No llevaban cinco minutos en el café y las réplicas se espaciaban, las risas se ahogaban, la confusión dejaba sitio al bluff. Y se iban unos tras otros.

La diferencia fue más sensible cuando tuvieron que encender las luces. Eran las cuatro. Como de costumbre, la multitud seguía paseando.

Aquella noche, fue la soledad y un silencio de muerte. Se diría que todos los que paseaban se habían puesto de acuerdo. En menos de un cuarto de hora, las calles quedaron desiertas y el silencio sólo era roto por los pasos precipitados de algún transeúnte ansioso por refugiarse en su casa.

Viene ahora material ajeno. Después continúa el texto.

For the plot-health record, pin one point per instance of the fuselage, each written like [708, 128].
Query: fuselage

Emma tenía los codos apoyados en la caja. El dueño iba de la cocina al café, donde Maigret se empeñaba en no escuchar sus quejas.

Ernest Michoux bajó, hacia las cuatro y media, en zapatillas. Le había crecido la barba. Su pañuelo de seda, color crema, estaba manchado de sudor.

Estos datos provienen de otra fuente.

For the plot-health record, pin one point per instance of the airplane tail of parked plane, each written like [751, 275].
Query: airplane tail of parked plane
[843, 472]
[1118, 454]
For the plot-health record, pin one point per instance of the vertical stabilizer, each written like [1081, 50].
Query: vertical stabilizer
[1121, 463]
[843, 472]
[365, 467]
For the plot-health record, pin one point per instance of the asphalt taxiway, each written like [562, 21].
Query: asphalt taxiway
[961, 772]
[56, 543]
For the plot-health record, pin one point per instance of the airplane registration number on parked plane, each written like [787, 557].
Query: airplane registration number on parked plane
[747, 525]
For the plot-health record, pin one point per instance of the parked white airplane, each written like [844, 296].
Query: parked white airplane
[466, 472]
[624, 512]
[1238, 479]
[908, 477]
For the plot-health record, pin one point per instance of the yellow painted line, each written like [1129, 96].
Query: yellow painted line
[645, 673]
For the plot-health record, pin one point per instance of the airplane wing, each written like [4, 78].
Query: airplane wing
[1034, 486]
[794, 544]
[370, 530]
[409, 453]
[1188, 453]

—¿Está usted aquí, comisario?

Aquello pareció tranquilizarle.

—¿Y su inspector?

—Le he mandado a dar una vuelta por la ciudad.

—¿Y el perro?

—No lo hemos visto desde esta mañana.

El suelo estaba gris, el mármol de las mesas de un blanco crudo veteado de azul. A través de los cristales, se adivinaba el reloj luminoso de la vieja ciudad que marcaba las cinco menos diez.

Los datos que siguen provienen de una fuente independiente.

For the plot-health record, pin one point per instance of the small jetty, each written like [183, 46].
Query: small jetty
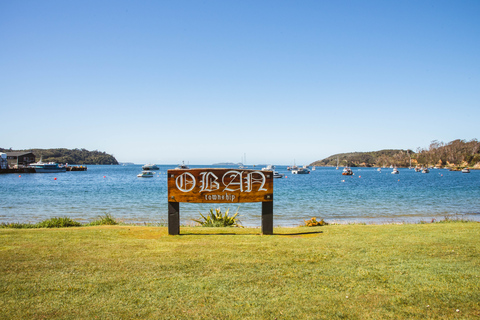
[32, 170]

—¿Siguen sin saber quién ha escrito este artículo?

El periódico estaba sobre la mesa. Y uno acababa por no ver más que seis palabras:

«¿A quién le toca el turno?»

El timbre del teléfono sonó. Emma contestó:

—No. Nada. No sé nada.

—¿Quién es? —preguntó Maigret.

—Otra vez un periódico de París. Parece ser que los redactores llegan en coche.

No había terminado su frase cuando el timbre sonó de nuevo.

—Es para usted comisario.

El doctor, muy pálido, seguía a Maigret con la mirada.

—¡Oiga! ¿Quién está al aparato?

—Leroy. Estoy en la parte vieja de la ciudad, cerca del paso de agua. Ha habido un disparo. Un zapatero ha visto desde su ventana al perro canelo.

—¿Muerto?

—¡Herido! Le ha dado en un costado. El animal apenas puede arrastrarse. La gente no se atreve a acercarse. Le estoy telefoneando desde un café. El animal está en medio de la calle. Puedo verlo a través del cristal. Está aullando. ¿Qué hago?

Y la voz que el inspector hubiese querido que fuese tranquila, era preocupada, como si aquel perro herido hubiese tenido algo de sobrenatural.

—Hay gente en todas las ventanas. Diga, comisario, ¿hay que rematarle?

El doctor, con la tez grisácea, estaba de pie, detrás de Maigret y preguntó tímidamente:

—¿Qué pasa? ¿Qué dice?

Y el comisario veía a Emma apoyada en el mostrador con la mirada perdida.